But I think there is a problem with lines like for:

float[] fRec1 = new float[2];

what happens is that new float[2] is evaluated at compile-time with CTFE, and will point to (I believe) the same initializer for all instances. This is the reason while this line pass the @nogc attribute check.

Buffers like fRec1 should be created on a per-instance basis, using typically malloc/free or better dplug.core.vec.reallocBuffer. (EDIT: Faust can do better even by merging allocations of instance buffers I guess, this merged alloc strategy makes stuff very fast in my experience)

sletz commented 3 years ago
  • it seems it is the same data for every mydsp instance, in this case you can use __gshared. Seems correct to me. There is a race in case of multiple initialization at once, I haven't been able to find a workaround for this in years.

OK.

float[] fRec1 = new float[2];

what happens is that new float[2] is evaluated at compile-time with CTFE, and will point to (I believe) the same initializer for all instances. This is the reason while this line pass the @nogc attribute check.
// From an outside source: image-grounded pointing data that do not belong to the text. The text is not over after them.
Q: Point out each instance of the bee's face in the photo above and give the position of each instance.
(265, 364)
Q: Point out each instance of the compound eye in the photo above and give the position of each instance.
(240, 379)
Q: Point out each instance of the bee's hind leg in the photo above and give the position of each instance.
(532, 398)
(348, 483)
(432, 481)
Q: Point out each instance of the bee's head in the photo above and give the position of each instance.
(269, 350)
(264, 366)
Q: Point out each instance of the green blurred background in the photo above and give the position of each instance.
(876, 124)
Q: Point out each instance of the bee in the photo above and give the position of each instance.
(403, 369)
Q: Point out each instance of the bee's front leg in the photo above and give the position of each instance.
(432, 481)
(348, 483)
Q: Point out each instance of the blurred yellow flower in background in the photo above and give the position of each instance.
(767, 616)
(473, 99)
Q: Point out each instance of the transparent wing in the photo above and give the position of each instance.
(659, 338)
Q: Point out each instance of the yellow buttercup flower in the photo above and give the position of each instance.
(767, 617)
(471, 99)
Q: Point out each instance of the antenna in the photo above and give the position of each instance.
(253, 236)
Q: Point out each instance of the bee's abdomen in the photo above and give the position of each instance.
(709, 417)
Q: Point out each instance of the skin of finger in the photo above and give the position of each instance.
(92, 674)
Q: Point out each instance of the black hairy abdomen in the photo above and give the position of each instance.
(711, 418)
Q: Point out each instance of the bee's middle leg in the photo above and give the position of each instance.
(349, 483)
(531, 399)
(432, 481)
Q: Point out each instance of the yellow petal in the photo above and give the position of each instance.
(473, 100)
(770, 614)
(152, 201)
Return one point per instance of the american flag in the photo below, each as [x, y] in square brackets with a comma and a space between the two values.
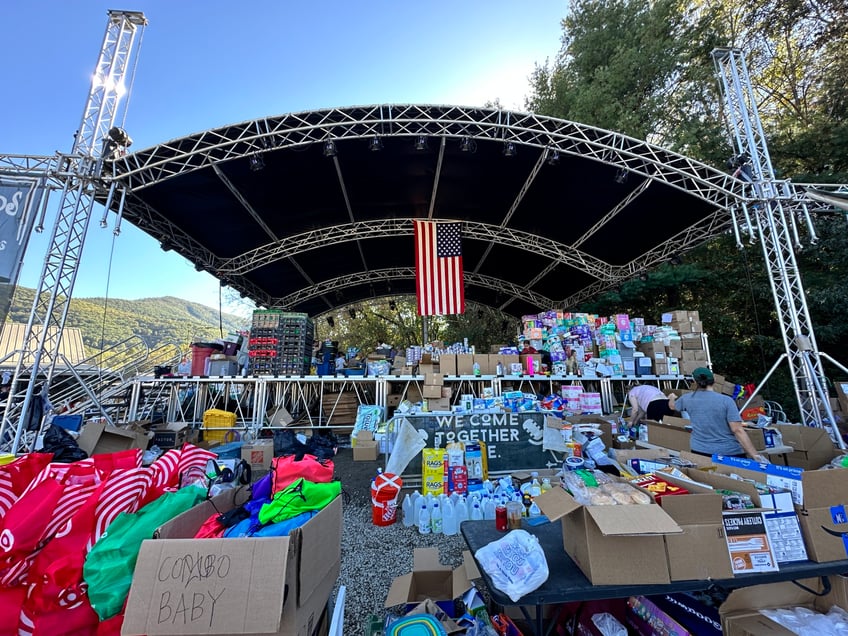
[438, 268]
Buffers like fRec1 should be created on a per-instance basis, using typically malloc/free or better dplug.core.vec.reallocBuffer.

Yes fRec1 is indeed on a per-instance basis. I'll check dplug.core.vec.reallocBuffer.

(EDIT: Faust can do better even by merging allocations of instance buffers I guess, this merged alloc strategy makes stuff very fast in my experience)

What do you mean by " Faust can do better even by merging allocations of instance buffers I guess" ?

jpcima commented 3 years ago

another problem noticed: classInit in D is not marked with the static keyword, that C++ has.

p0nce commented 3 years ago

What do you mean by " Faust can do better even by merging allocations of instance buffers I guess" ?

What I mean is that for example, an instance needs a buffer A of 1024 samples, a buffer B of 2048 samples, and a buffer C of 32 samples.

Then you can do a single malloc at once which will help with cache locality. (you probably already know about this).

When I was in the video encoding space, rearranging buffers like this were the only time we got a 11% speed-up on the whole application!

sletz commented 3 years ago

Well we tried different DSP struct fields (scalar and buffers) allocation strategies, but it seems the best (and natural in some sense) is just allocate fields in the order of the generated instructions that access them.

abaga129 commented 3 years ago

Sorry I've been away for quite some time. I've built faust with the latest on master-dev and ran faust2dplug on the pitchShifter example and tested it. I opened two instances of the plug-in in Reaper on linux and it seems to work exactly as expected. The two instances do not interfere with each other: at least not in any audible way that I can tell. I would say this issue looks resolved :smiley:

sletz commented 3 years ago

Thanks, closing.